Since 'diagnosis' contains strings 'M' and 'B', you need to convert them to numbers. Label encoding works fine: map 'M' to 1 and 'B' to 0 (or vice versa). Use sklearn.preprocessing.LabelEncoder or a simple dictionary mapping.

from sklearn.preprocessing import LabelEncoder
le = LabelEncoder()
df['diagnosis'] = le.fit_transform(df['diagnosis'])

Step 5: Split into Features (X) and Target (Y)

Define X as all columns except 'diagnosis' (and possibly the 'id' column if present), and Y as the encoded 'diagnosis'. Drop any non-numeric or irrelevant columns.

X = df.drop(['diagnosis', 'id'], axis=1)  # adjust if 'id' exists
y = df['diagnosis']

Step 6: Train-Test Split (70-30)

Use train_test_split from sklearn to split the data. A 70-30 split is common: 70% training, 30% testing. Set random_state for reproducibility.

from sklearn.model_selection import train_test_split
X_train, X_test, y_train, y_test = train_test_split(X, y, test_size=0.3, random_state=42)

Step 7: Choose the Right Naive Bayes Variant

Given that all features are continuous (e.g., radius mean, texture mean, area), the Gaussian Naive Bayes is the most suitable. It assumes each feature follows a normal (Gaussian) distribution, which is reasonable for biomedical measurements. Other variants like Multinomial or Bernoulli are designed for discrete/count data and would not fit here.

from sklearn.naive_bayes import GaussianNB
model = GaussianNB()
model.fit(X_train, y_train)

Step 8: Evaluate Model Performance

After training, predict on the test set and print a performance matrix. Use classification_report and confusion_matrix from sklearn. This will give you precision, recall, f1-score, and accuracy.

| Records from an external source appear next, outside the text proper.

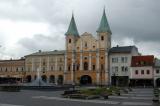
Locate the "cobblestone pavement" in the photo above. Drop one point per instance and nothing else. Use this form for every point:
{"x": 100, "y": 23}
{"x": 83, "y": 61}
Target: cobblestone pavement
{"x": 138, "y": 97}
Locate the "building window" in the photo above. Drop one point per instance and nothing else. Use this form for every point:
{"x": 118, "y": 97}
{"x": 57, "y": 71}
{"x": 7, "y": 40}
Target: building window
{"x": 102, "y": 37}
{"x": 43, "y": 68}
{"x": 85, "y": 58}
{"x": 77, "y": 67}
{"x": 126, "y": 69}
{"x": 77, "y": 48}
{"x": 122, "y": 68}
{"x": 60, "y": 59}
{"x": 142, "y": 71}
{"x": 44, "y": 63}
{"x": 157, "y": 71}
{"x": 102, "y": 67}
{"x": 85, "y": 44}
{"x": 93, "y": 67}
{"x": 69, "y": 68}
{"x": 124, "y": 59}
{"x": 51, "y": 68}
{"x": 85, "y": 66}
{"x": 60, "y": 68}
{"x": 69, "y": 40}
{"x": 115, "y": 60}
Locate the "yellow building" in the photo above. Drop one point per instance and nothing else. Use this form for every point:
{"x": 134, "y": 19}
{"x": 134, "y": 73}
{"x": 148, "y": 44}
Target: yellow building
{"x": 85, "y": 60}
{"x": 12, "y": 71}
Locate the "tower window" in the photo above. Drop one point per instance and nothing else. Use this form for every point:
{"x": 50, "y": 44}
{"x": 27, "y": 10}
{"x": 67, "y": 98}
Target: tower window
{"x": 102, "y": 67}
{"x": 102, "y": 37}
{"x": 85, "y": 44}
{"x": 85, "y": 66}
{"x": 69, "y": 68}
{"x": 94, "y": 67}
{"x": 148, "y": 72}
{"x": 69, "y": 40}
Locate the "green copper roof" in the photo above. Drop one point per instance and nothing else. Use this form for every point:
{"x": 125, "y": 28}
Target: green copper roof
{"x": 104, "y": 26}
{"x": 72, "y": 30}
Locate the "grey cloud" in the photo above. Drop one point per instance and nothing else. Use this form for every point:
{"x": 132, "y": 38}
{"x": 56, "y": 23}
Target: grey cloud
{"x": 135, "y": 19}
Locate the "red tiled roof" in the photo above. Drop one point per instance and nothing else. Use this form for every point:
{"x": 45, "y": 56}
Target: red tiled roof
{"x": 139, "y": 61}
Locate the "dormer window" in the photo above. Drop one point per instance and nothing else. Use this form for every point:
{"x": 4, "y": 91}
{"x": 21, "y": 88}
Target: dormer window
{"x": 102, "y": 37}
{"x": 69, "y": 40}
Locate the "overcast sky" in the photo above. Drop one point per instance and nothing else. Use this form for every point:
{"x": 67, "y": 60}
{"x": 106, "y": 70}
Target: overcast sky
{"x": 27, "y": 26}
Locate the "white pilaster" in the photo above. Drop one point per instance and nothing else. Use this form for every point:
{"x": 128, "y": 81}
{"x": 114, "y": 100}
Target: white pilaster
{"x": 48, "y": 63}
{"x": 97, "y": 66}
{"x": 40, "y": 64}
{"x": 56, "y": 63}
{"x": 90, "y": 61}
{"x": 32, "y": 64}
{"x": 81, "y": 61}
{"x": 107, "y": 77}
{"x": 81, "y": 56}
{"x": 65, "y": 68}
{"x": 72, "y": 67}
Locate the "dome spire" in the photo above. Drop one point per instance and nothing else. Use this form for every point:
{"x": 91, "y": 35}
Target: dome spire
{"x": 72, "y": 29}
{"x": 104, "y": 26}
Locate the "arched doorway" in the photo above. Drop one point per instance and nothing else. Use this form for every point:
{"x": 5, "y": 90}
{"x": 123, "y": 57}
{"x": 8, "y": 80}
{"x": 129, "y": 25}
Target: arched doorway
{"x": 85, "y": 80}
{"x": 44, "y": 78}
{"x": 35, "y": 77}
{"x": 60, "y": 79}
{"x": 158, "y": 82}
{"x": 85, "y": 66}
{"x": 28, "y": 78}
{"x": 52, "y": 79}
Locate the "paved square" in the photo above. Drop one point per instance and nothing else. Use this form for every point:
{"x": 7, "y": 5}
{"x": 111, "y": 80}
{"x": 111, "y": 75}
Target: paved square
{"x": 139, "y": 97}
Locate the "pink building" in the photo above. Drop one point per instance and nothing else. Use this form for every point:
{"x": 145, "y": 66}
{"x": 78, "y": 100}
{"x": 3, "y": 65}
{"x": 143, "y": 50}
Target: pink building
{"x": 141, "y": 73}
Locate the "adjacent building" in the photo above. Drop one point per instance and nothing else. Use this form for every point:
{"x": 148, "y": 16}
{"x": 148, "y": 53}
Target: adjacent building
{"x": 142, "y": 70}
{"x": 87, "y": 59}
{"x": 120, "y": 64}
{"x": 12, "y": 71}
{"x": 157, "y": 73}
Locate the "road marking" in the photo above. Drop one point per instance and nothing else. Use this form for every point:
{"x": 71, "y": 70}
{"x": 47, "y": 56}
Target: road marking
{"x": 9, "y": 105}
{"x": 125, "y": 97}
{"x": 77, "y": 100}
{"x": 137, "y": 103}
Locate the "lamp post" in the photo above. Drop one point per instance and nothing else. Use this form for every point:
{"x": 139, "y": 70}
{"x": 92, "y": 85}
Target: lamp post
{"x": 74, "y": 69}
{"x": 101, "y": 77}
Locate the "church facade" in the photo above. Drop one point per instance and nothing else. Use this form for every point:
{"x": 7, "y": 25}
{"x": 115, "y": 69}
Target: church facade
{"x": 85, "y": 60}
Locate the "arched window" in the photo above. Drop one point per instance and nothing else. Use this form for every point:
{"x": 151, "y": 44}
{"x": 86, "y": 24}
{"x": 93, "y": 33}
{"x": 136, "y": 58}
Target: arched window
{"x": 85, "y": 44}
{"x": 69, "y": 40}
{"x": 148, "y": 72}
{"x": 85, "y": 66}
{"x": 69, "y": 68}
{"x": 102, "y": 37}
{"x": 136, "y": 72}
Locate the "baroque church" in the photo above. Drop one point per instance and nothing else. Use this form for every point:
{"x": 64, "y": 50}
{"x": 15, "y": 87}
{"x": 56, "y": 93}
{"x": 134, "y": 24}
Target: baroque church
{"x": 86, "y": 57}
{"x": 84, "y": 60}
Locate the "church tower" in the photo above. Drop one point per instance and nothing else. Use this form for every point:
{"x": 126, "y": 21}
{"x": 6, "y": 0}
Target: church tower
{"x": 72, "y": 36}
{"x": 104, "y": 44}
{"x": 104, "y": 33}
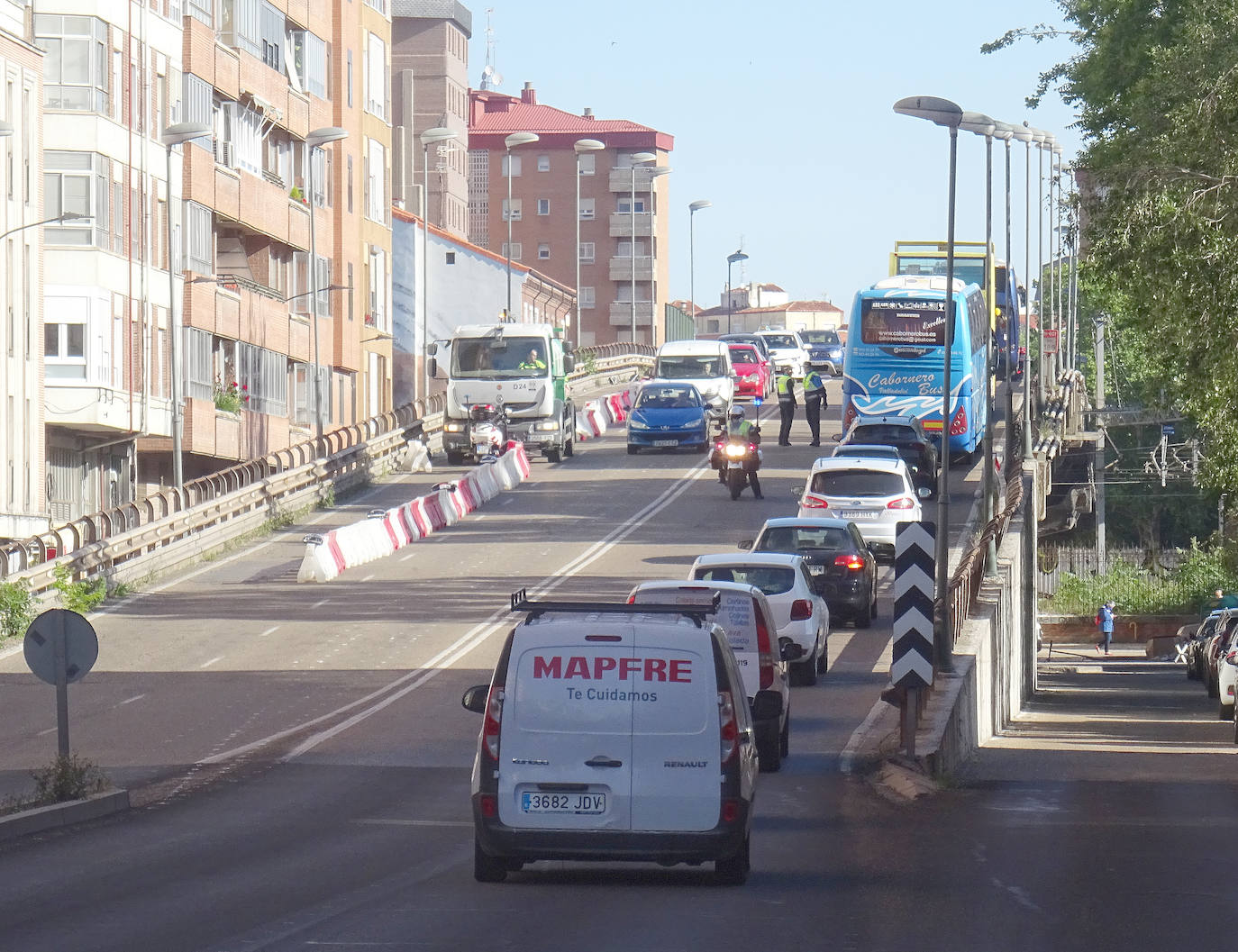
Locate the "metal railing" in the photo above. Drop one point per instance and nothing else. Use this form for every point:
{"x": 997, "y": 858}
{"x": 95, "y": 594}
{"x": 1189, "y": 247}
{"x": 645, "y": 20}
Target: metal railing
{"x": 171, "y": 526}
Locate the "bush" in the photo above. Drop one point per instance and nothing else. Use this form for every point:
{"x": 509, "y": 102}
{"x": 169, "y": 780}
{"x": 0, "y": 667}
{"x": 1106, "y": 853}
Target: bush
{"x": 17, "y": 608}
{"x": 82, "y": 595}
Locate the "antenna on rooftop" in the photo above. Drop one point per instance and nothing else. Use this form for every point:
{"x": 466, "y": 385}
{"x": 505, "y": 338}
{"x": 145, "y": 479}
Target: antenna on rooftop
{"x": 490, "y": 77}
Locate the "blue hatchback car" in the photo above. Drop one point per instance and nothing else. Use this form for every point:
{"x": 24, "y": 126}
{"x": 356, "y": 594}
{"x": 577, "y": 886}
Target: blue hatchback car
{"x": 668, "y": 413}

from sklearn.metrics import classification_report, confusion_matrix
y_pred = model.predict(X_test)
print(confusion_matrix(y_test, y_pred))
print(classification_report(y_test, y_pred))

Step 9: Report Your Findings

Write a brief report summarizing your results. Include screenshots of your code outputs, the scatter plot, and the performance matrix. Discuss why Gaussian Naive Bayes was chosen and comment on the model's accuracy. For example, you might note that the model achieved high precision and recall for both classes, indicating it's a reliable classifier for this cancer dataset.

Step 10: Submit Your Work

Submit your completed Jupyter notebook (.ipynb) and a PDF of your report. Ensure your code is well-commented and your report includes all required elements. Good luck!

Why This Matters Beyond Homework

Naive Bayes classifiers are widely used in real-world applications like spam detection, sentiment analysis, and medical diagnosis. Just as AI models powering popular apps like ChatGPT rely on probabilistic reasoning, Naive Bayes offers a simple yet effective baseline. Understanding it will serve you well in advanced machine learning courses and in the growing field of AI-driven healthcare.

Remember, the key to mastering Naive Bayes is practice. This homework gives you hands-on experience with a real dataset—something that will set you apart in the job market, whether you're aiming for a role in data science, AI, or software engineering. Happy coding!